7 Septembre 2016

Des macromolécules détectées par Rosetta dans la comète Tchoury

La mission européenne Rosetta a détecté dans la chevelure de la comète Tchoury (67P/Churyumov-Gerasimenko) des macromolécules organiques. 4 questions à Nicolas Fray, astrochimiste et premier auteur de l'article publié le 7 septembre 2016 dans la revue Nature.

L'un des objectifs de la mission Rosetta est de dresser un inventaire le plus complet possible des ingrédients chimiques constituant le noyau de la comète 67P/ Churyumov-Gerasimenko. Où en sommes-nous ?

Jusqu’à maintenant, les scientifiques avaient surtout détecté des éléments gazeux dans « l’atmosphère de la comète » (coma) et provenant de sa surface.

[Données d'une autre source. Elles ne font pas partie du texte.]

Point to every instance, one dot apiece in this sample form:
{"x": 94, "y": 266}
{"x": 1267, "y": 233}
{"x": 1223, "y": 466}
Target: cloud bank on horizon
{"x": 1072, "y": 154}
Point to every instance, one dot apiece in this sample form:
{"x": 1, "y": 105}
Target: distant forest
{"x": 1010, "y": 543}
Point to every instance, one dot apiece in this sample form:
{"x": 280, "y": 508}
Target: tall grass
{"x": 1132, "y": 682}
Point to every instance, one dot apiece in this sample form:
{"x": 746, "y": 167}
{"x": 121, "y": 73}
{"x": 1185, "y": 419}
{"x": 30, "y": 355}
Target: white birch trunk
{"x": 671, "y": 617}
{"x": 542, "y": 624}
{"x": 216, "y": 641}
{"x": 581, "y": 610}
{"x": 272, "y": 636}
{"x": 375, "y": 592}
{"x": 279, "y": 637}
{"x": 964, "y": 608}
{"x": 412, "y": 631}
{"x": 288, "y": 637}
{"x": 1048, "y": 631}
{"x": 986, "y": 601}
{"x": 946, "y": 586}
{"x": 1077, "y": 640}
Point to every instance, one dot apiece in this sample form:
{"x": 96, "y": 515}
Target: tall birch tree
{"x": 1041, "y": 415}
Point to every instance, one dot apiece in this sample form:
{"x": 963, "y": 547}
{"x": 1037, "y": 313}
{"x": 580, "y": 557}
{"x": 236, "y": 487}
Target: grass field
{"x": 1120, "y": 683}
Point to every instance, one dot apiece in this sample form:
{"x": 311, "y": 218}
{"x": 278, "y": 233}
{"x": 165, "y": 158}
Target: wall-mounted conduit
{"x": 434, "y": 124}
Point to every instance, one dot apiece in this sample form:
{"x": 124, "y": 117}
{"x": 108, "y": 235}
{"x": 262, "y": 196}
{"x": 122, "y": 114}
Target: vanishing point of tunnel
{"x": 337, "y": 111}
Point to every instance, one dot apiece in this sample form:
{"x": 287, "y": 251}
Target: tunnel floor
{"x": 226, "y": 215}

L'un des instruments de la sonde, ROSINA, a mesuré une très grande diversité de molécules gazeuses relativement légères dans la coma, dont l’azote moléculaire, l’oxygène moléculaire ou encore récemment la glycine. Ces mesures ont été complétées par la détection d'autres molécules en phase gazeuse mesurées à la surface du noyau par les instruments COSAC et PTOLEMY à bord de l'atterrisseur Philae.

Des éléments solides ont également pu être identifiés. L’instrument VIRTIS a déterminé que la glace d’eau est présente à la surface du noyau. Depuis août 2014, l’instrument COSIMA a collecté plusieurs dizaines de milliers de petits grains solides éjectés du noyau de la comète. Certains de ces fragments ont été analysés à bord de Rosetta et COSIMA a pu identifier les éléments constituant les minéraux réfractaires comme le sodium, le magnésium, le fer, le silicium, l’aluminium ou le calcium.

Mais surtout, COSIMA a détecté des macromolécules organiques qui font l’objet de la publication dans la revue Nature.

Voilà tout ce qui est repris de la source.